First Books About Grief and Loss | Milestones

In SLJ's new "Milestones" series that takes on topics for young children with relevant book suggestions, we round up some effective, affecting titles that take on death. 

Along with such favorites as Robie H. Harris’s Goodbye Mousie, there are many more recent books to hand to parents needing to acquaint the very youngest child with death, loss, mourning, and grief. These selections have in common a spare approach that allows educators or caregivers to fill in as much or as little information as a particular child is ready to hear. From a beloved grandparent to an old family dog, the passings are treated with respect, love, and hope for those left behind.

three book coversThe Sour Cherry Tree by Naseem Hrab. illus. by Nahid Kazemi. Owlkids. ISBN 9781771474146.
By focusing on a child’s movements through the empty rooms of Baba Bozorg’s home, Hrab and Kazemi give weight to the atmosphere surrounding death. It’s not about what has happened, but about who is gone, and how impossible it is to name all the losses and feelings. Scenes of the child and this elder in the past show how they shared the spaces, and provide cues for parents to discuss with young readers.

The Treasure Box by Dave Keane. Illus. by Rahele Jomepour Bell. Putnam. ISBN 9781984813183.
This heartfelt story about the loss of a beloved grandparent plainly names the emotions felt by a grieving child, while imparting reassurance about the role of memory. By opening up about her grief and using found objects as touchstones, the girl is a model for all children.

When Grandfather Flew by Patricia MacLachlan. illus. by Chris Sheban. Holiday House/Neal Porter. ISBN 9780823444892.
Lovingly called Birdman by his family for his appreciation of birds, Grandfather enjoys teaching everyone about the winged creatures that visit his property. This book creates a hook that prepares the fictional family, and readers, for the impending loss. It’s a naturalistic and positive glimpse of life and death.

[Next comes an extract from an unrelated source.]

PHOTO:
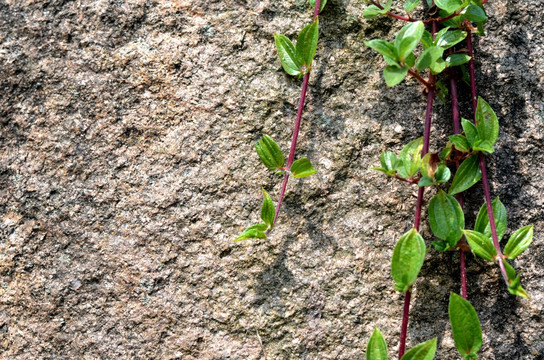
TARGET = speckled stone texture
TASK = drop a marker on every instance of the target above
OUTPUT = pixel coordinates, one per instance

two book coversThe Little One by Kiyo Tanaka. tr. from Japanese by David Boyd. illus. by author. Enchanted Lion. ISBN 9781592703586.
The little one of the title is a black blob of a creature, with a walleyed gaze, who keeps showing up during a young Japanese girl’s walk. This nameless thing leads her to a secret opening in her own home that results in a night of play, and a dream about her own mother. Educators can invite children to guess where the mother is, and to seek comfort when the father shows up to hold her hand on the next walk. A parent has gone missing and a child’s imagination saves her in this poetic book of love and healing

My Grandma’s Photos by Özge Bahar Sunar. tr. by Amy Marie Spangler. illus. by Senta Urgan. Amazon Crossing. ISBN 9781542031158.
Sunar’s beautiful, heartfelt story about loss and love presents a young boy listening to his elderly grandmother as she walks through her memories, remembering life again through her photographs. The boy follows his grandmother’s life story, from her time as an adventurous girl, to when she started out to pursue her dreams, to when she married the love of her life, the boy’s grandfather. Young children will understand that loss is a journey of memory and, one hopes, acceptance. Older ones may start to gather family photographs of their own.

Book covers: Watercress and The Little OneWatercress by Andrea Wang. illus by Jason Chin. Holiday House/Neal Porter. ISBN 9780823446247.
This acclaimed book has complex topics woven into the tale of food and eating together, but it also presents the visual of an empty seat—a way for children to see, no words necessary, that someone is missing. Wang’s tale is not simple, but provides an avenue for many conversations with toddlers and older children.

The Longest Letsgoboy by Derick Wilder. illus. by Catia Chien. Chronicle. ISBN 9781452177168.
In this tearjerker, the perspective belongs to Letsgoboy, a dog along in years, and his pint-sized companion as they embark on their final walk. Children learn that for the very old, or tired, death is just another part of life. As they walk, their senses take in the magic of the summer woods. Wilder deftly navigates the difficult topic of dying by presenting it in tandem with the joy of life. The grief of loss is acknowledged, but not dwelled upon, and Wilder’s use of literal—and sometimes silly—descriptive phrases adds just the right amount of levity to a tough subject matter and provides children with profound comfort about some of the facts about death.